This is according to Garth Viljoen, a health and fitness expert from South Africa. He says that leaders and managers should exercise regularly and eat well if they are to deliver services to the public in a more effective way.
Viljoen was speaking on Friday after a one-week training of Makerere University administrative and academic staff at Imperia Botanical Beach Hotel in Entebbe.

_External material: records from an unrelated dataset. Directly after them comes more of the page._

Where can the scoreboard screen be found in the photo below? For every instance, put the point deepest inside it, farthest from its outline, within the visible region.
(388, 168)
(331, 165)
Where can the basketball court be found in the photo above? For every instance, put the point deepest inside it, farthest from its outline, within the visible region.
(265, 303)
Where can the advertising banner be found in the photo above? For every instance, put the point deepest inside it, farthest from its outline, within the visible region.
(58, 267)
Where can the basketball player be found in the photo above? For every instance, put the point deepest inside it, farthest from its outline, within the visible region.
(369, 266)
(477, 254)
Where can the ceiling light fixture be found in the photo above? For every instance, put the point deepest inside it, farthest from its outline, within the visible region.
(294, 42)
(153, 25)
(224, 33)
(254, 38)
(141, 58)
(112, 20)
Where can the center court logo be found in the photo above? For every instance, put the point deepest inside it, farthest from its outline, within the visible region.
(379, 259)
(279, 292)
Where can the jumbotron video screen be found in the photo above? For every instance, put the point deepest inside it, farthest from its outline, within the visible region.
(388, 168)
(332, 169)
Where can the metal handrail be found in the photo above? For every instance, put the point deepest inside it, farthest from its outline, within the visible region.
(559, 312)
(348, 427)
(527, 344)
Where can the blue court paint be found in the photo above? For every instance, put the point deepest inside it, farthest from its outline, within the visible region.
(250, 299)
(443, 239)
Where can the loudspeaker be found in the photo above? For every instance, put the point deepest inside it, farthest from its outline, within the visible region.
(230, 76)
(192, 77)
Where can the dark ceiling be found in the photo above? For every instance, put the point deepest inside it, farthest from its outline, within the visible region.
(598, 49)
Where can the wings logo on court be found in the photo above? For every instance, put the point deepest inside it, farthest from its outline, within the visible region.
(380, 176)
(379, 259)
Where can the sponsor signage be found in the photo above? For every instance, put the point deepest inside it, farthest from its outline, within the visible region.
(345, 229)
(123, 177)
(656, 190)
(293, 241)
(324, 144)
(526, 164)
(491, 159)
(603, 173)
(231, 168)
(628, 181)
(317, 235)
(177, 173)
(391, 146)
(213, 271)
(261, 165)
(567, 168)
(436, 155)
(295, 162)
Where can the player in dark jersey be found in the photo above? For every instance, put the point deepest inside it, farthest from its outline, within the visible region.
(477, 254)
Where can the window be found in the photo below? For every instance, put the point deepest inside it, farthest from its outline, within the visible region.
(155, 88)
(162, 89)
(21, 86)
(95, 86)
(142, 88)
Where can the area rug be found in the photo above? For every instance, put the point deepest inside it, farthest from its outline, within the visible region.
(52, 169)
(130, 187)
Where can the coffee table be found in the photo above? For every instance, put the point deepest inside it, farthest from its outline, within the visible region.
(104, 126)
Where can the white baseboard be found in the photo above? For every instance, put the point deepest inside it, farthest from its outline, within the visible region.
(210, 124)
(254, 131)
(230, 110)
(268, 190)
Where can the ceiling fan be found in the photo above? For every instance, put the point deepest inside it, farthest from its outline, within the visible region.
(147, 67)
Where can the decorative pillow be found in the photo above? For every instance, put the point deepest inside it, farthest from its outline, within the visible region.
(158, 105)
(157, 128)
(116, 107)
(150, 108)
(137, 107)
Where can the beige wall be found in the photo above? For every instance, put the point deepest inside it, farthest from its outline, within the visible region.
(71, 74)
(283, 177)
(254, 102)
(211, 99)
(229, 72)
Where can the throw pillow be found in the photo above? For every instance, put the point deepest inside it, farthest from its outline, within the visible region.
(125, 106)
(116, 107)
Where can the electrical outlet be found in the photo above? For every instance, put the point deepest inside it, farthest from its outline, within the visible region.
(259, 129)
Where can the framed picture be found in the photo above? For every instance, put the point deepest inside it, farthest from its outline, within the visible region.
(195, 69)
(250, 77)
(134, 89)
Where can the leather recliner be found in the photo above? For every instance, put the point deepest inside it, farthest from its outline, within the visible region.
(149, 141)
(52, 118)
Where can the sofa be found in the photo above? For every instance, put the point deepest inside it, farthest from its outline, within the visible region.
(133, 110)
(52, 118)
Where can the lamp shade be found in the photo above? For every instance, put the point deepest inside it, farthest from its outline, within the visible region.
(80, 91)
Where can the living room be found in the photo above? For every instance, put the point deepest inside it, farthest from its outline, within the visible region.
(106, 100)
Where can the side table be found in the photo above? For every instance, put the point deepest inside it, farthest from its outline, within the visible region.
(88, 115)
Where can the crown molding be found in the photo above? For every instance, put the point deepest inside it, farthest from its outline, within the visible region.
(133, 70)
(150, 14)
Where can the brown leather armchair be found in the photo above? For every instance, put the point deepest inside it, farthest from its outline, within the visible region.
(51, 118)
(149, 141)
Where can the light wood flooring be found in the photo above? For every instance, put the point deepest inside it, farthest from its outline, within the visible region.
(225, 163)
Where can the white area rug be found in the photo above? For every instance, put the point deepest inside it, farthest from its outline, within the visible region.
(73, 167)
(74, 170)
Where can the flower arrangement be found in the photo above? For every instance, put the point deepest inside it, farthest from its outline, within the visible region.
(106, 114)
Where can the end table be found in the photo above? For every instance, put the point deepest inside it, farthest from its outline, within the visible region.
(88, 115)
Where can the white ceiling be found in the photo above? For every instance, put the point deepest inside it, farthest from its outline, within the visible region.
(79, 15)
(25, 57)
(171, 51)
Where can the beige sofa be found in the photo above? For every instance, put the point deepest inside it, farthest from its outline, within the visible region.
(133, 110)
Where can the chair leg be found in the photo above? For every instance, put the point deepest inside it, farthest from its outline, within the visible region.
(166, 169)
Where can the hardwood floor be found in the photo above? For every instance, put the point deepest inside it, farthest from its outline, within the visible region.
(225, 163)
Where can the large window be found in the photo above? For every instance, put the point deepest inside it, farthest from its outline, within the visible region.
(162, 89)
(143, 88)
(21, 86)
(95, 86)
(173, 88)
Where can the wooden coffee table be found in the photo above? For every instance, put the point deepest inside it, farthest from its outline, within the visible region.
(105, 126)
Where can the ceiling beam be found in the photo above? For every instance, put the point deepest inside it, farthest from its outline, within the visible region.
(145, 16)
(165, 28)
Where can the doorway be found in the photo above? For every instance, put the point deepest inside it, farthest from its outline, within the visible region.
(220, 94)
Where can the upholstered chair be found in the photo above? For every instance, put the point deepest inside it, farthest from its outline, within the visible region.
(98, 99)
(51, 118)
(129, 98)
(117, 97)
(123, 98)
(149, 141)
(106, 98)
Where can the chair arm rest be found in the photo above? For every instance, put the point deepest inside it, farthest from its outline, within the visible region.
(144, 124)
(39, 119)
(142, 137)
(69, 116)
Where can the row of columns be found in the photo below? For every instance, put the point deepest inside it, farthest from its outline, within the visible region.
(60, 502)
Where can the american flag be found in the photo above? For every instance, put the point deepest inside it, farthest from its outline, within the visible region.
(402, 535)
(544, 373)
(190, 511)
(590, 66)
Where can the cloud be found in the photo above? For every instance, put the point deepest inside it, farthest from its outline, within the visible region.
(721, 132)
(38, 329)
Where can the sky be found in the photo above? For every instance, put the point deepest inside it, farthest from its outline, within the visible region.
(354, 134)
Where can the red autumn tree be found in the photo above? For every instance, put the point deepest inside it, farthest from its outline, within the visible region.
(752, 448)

The Makerere staff members were attending a three-day workshop on Leadership and Management Dynamics.
Viljoen says that regular exercises lead to good physical, mental, social, emotional and spiritual well-being, which in turn makes a person to do work more efficiently.
He recommends that observing one hour of exercises for at least three day per week is vital for every individual and especially a leader who wants to have good health. Garth says the exercise should be ongoing and take an absolute maximum of one hour per day.
Viljoen says many leaders spend a lot of public money going for treatment or go absent from work for many days because of diseases like high blood pressure, heart attacks, stress among others, which could be avoided if they exercised regularly and ate well.
He says people should have what he called a balanced exercise regime incorporating the use of the three system of the body i.e. cardio-vascular system, the muscular-skeletal system as well as the venous system in appropriate percentages.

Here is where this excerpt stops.